SWORDS also provides sniper capability and improves the safety of US Forces disembarking from their armoured vehicles during patrols. Ultimately, the robot will extend the standoff distance between US forces and the enemy.
In 2006, SWORDS underwent and successfully completed safety certification testing, an operational assessment and further capability assessments at Aberdeen Proving Ground, Maryland, in preparation for its deployment abroad. SWORDS also underwent user training and evaluation with Special Forces in theatre.
In the summer of 2007, the upgraded SWORDS became the first armed robot to deploy in Iraq. As a result of the success of SWORDS in the field, the Army has solicited a future upgrade for additional robots.

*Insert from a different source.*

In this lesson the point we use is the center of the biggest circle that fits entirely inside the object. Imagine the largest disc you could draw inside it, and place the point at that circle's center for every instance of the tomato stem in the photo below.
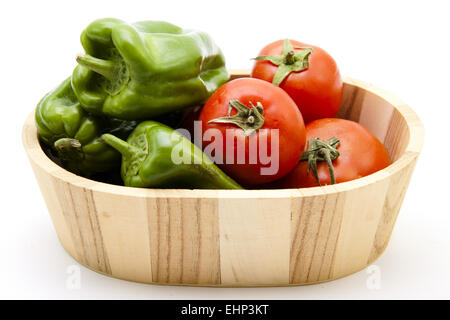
(289, 61)
(248, 119)
(319, 150)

With SWORDS, developers hope that advanced technology operated near-autonomously will act as a deterrent to terrorists who threaten US forces. These systems have the potential to save lives by using advanced telerobotics to move armed forces out of harm's way. Future systems may be a force multiplier to supplement already extensive US forces, not just in theatre but in combat zones all over the world.
The new robot, MAARS (Modular Advanced Armed Robotic System), features new software controls which allow the robot's driver to select fire and no-fire zones. The idea is to keep the robots from accidentally shooting a human. A mechanical range fan also keeps MAARS's gun pointed away from friendly positions.
The robot is also equipped with a GPS transmitter, so it can be seen on - and tap into - the American battlefield mapping programs, just like tanks and Humvees. These Blue Force Trackers have been credited with dramatically reducing friendly-fire incidents during the Iraq war.
MAARS comes with an extra fail-safe, which won't allow it to fire directly at its own control unit.